According to the folks at Bluesound, the Powernode is driven by an amp with 2x 60w into 8ohms, using HybridDigital technology, which was developed by Bluesound's sister company NAD, and used in NAD's D3020 and D7050 amps.

Here some further info on the Powernode 2's specs:
Power Output: HYBRIDDIGITAL AMPLIFIER, 60 Watts x2 into 8ohmsNative Sampling Rates: 32 - 192 kHzBit Depths: 16 - 24Performance: SNR - 110dBDistortion, THD+N - 0.020%DAC: 32-Bit, 192kHz Not sure if this helps to explain further what level of sensitivity I'd be looking for in speakers. My old Heco Victa 700 floorstanders sounded very good with the Powernode 2. The speakers' specs were: Power Handling Capacity: 160/280 WattsImpedence: 4 - 8 OhmsFrequency Response: 26-38KHzRecommended Amplifier output: 20 - 280 WattsEfficiency: 91 dB In comparison, the Dali Zensor 7: Power handling capacity: 300 Watts maximumNominal Impedance:6 OhmsFrequency Range (+/-3 dB) [Hz] 40 - 26,500Sensitivity (2,83 V/1 m) [dB] 90.0Maximum SPL [dB] 110Recommended Amplifier Power [W] 40 - 150Crossover Frequency [Hz] 2,400 Hz
Did I make a mistake getting rid of the old Hecos? Or will the Dalis provide a good match with the PN2?

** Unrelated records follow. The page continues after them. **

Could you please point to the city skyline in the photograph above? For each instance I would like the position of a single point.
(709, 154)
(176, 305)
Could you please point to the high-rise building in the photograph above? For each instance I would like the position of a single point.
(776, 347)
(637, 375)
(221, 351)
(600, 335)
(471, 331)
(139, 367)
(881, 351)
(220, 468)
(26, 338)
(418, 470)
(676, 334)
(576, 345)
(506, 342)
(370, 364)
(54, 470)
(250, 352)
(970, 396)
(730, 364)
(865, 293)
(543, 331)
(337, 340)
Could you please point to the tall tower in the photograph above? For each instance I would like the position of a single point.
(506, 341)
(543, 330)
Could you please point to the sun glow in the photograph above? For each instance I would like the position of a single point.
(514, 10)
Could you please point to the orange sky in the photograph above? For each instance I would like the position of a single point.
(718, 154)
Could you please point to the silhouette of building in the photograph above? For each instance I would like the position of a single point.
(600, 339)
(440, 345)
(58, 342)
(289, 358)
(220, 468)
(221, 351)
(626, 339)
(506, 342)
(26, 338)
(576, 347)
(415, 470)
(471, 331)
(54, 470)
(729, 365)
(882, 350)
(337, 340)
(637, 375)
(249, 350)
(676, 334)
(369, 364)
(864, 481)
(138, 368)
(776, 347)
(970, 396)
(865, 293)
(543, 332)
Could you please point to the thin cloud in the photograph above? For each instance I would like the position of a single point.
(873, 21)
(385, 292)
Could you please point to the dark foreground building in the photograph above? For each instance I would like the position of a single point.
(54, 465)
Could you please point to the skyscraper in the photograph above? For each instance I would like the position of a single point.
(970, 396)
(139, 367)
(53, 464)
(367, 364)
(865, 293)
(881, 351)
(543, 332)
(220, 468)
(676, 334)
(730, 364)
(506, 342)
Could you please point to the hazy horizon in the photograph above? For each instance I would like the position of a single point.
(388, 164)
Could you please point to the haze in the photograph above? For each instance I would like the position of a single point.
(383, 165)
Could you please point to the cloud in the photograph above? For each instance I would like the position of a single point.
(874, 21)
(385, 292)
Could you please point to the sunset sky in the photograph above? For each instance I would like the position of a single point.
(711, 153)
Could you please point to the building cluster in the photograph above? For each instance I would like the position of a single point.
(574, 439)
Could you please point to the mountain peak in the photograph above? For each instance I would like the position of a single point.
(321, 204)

Sorry for the confused rambling above, but am pretty a-technical when it comes to this stuff, and so some solid and realistic (in terms of budget) advice would be highly appreciated.

Thanks again!


Well-known member
Aug 28, 2015
Hi Marcus...iam in a similar dilemma now. Have purchased a pair of qacoustics concept 40 speakers, which will be delivered in two weeks. So wanted to hear your experience with the power node with a floor standing speakers. The concept 40's are sensitive at 90db. Do you think the powenode will do justice to them , considering that I paid 1270 pounds for the speaker. The thing is that not much hi-fi kit is available where I live. So if I have to purchase a new amp to drive my speakers, I need to do it before I get home. So your impressions of the control and drive of the power node will be very helpful. Thanks.


Well-known member
May 1, 2012
Hi Marcus,

Just to reassure you. The Powernode 2 is an excellent amplifier. It uses Hypex UcD modules, that can produce a lot of current if needed. When I got my first Powernode 2, I drove a pair of Magnepan MMG speakers (4 Ohm, 86 dB/W/m aka not the easiest load) with it, and it sounded brilliant. This amp won't be the weakest link in your set-up, believe me.